SQL SERVER – Difference Between Union vs. Union All – Optimal Performance Comparison

More than a year ago I had written article SQL SERVER – Union vs. Union All – Which is better for performance? I have got many request to update this article. It is not fair to update already written article so I am rewriting it again with additional information.

UNION
The UNION command is used to select related information from two tables, much like the JOIN command. However, when using the UNION command all selected columns need to be of the same data type. With UNION, only distinct values are selected.

UNION ALL
The UNION ALL command is equal to the UNION command, except that UNION ALL selects all values.

The difference between Union and Union all is that Union all will not eliminate duplicate rows, instead it just pulls all rows from all tables fitting your query specifics and combines them into a table.

A UNION statement effectively does a SELECT DISTINCT on the results set.

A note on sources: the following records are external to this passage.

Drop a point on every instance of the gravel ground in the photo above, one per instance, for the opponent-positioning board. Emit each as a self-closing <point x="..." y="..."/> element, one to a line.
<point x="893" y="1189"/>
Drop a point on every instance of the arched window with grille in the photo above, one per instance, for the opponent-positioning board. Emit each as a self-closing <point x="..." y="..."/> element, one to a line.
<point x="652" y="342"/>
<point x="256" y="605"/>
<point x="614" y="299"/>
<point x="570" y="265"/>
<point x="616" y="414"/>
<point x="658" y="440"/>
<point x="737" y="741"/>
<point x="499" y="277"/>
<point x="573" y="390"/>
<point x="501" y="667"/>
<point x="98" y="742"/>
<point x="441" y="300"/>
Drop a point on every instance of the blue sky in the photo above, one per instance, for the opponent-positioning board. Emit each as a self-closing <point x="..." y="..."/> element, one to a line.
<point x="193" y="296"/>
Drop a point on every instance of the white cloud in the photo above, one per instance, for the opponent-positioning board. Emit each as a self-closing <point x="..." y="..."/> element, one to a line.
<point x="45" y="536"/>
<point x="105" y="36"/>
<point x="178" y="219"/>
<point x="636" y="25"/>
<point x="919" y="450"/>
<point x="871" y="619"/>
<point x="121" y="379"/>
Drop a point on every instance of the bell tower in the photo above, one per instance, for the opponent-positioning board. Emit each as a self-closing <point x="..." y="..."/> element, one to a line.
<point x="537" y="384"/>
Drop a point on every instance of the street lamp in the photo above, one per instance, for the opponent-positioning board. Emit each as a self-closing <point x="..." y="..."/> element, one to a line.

If you know that all the records returned are unique from your union, use UNION ALL instead, it gives faster results.

Run following script in SQL Server Management Studio to see the result between UNION ALL and UNION. Download complete script from here.

/* Declare First Table */
DECLARE @Table1 TABLE (ColDetail VARCHAR(10))
INSERT INTO @Table1
SELECT 'First'
UNION ALL
SELECT 'Second'
UNION ALL
SELECT 'Third'
UNION ALL
SELECT 'Fourth'
UNION ALL
SELECT 'Fifth'
/* Declare Second Table */
DECLARE @Table2 TABLE (ColDetail VARCHAR(10))
INSERT INTO @Table2
SELECT 'First'
UNION ALL
SELECT 'Third'
UNION ALL
SELECT 'Fifth'
/* Check the data using SELECT */
SELECT *
FROM @Table1
SELECT *
FROM @Table2
/* UNION ALL */
SELECT *
FROM @Table1
UNION ALL
SELECT *
FROM @Table2
/* UNION */
SELECT *
FROM @Table1
UNION
SELECT
*
FROM @Table2
GO

In our example we have two tables: @Table1 and @Table2.

Now let us run UNION ALL and UNION together and see the resultset as well as Execution Plan compared to complete set of query. You can always turn on actual execution plan using CTRL+M.

We can see from the resultset of UNION ALL that it returns everything from both the table but from UNION it is very clear that only DISTINCT rows from both the table is only retrieved.

Additionally, when comparing the execution plan of UNION ALL and UNION it is also quite clear that UNION ALL is way less expensive than UNION as it does not have DISTINCT SORT operation.

Let me know what do you think about this article. If you have any suggestion for improvement please let me know and I will update articles according to that.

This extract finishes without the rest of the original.